Another great place to find a potential mentor’s name is online. Look for sector– or industry-specific events and groups on Facebook; subscribe to useful newsletters; follow interesting or relevant individuals from your region on Twitter or LinkedIn; then get in touch and ask questions — just like you can with me.
Be sure that you choose someone who has experience and connections within your area and level of business. If you’re a budding entrepreneur in, say, the building and home repair industry, you shouldn’t waste your time trying to court a senior executive at a multinational engineering company.

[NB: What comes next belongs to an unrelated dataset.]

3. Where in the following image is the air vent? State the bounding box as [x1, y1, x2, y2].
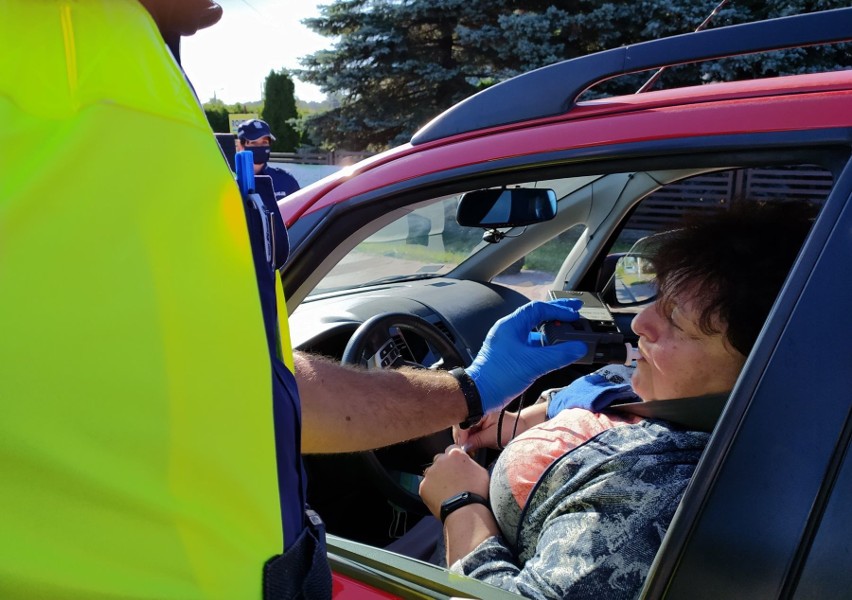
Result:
[434, 321, 455, 344]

Focus on finding someone who has started a venture that’s similar to yours, and who understands the trials and tribulations of building a business in that area.
Keep in mind that an adviser who offers his time in return for compensation is not the same thing as a mentor. While advisers and consultants can be very helpful, true mentors are effective partly because they are only interested in helping others succeed.
If you don’t yet have someone in mind who might fit the bill, make a list of successful people in your community. Is there someone on that list whom you admire and respect? Ask her to lunch, to coffee, or simply ask for 30 minutes of her time to chat.
When you do decide to approach someone, make sure that you don’t go in blind – know what you want to ask. Explain what excites you about your service or product, be honest about your fears, and ask for feedback.
It is rarely a good idea to make a hard and formal request for mentoring upfront, like “Will you be my mentor?” Such relationships blossom on their own. A mentor-mentee relationship takes time to grow, so start by asking for simple advice on one project or problem, and move on from there.
When you do locate a good mentor, he will serve as an example, a sounding board and, ultimately, a friend. Done well, mentorship is rewarding for both of you. It’s important to nurture the relationship, so find fun ways to meet regularly, even without a business agenda.
Mentoring has had such a profound impact on my life and Virgin’s success that I feel it’s paramount to any promising businessperson’s journey. As I have written before, I attribute much of the success of Virgin Atlantic to my relationship with my own mentor, Sir Freddie Laker, the founder of Laker Airways. I wouldn’t have gotten anywhere in the airline industry without Freddie’s down-to-earth wisdom. He was actually the one who told me to make myself the face of the company – a piece of advice that has influenced my entire approach to business.
If you are in a position to share the skills you have learned, you should give back by becoming a mentor yourself. Finding success is hard work, and entrepreneurs could use a little help along the way.
As the American businessman Zig Ziglar once said: “A lot of people have gone further than they thought they could because someone else thought they could.” So get out there and find the right mentor to help you along the path to success.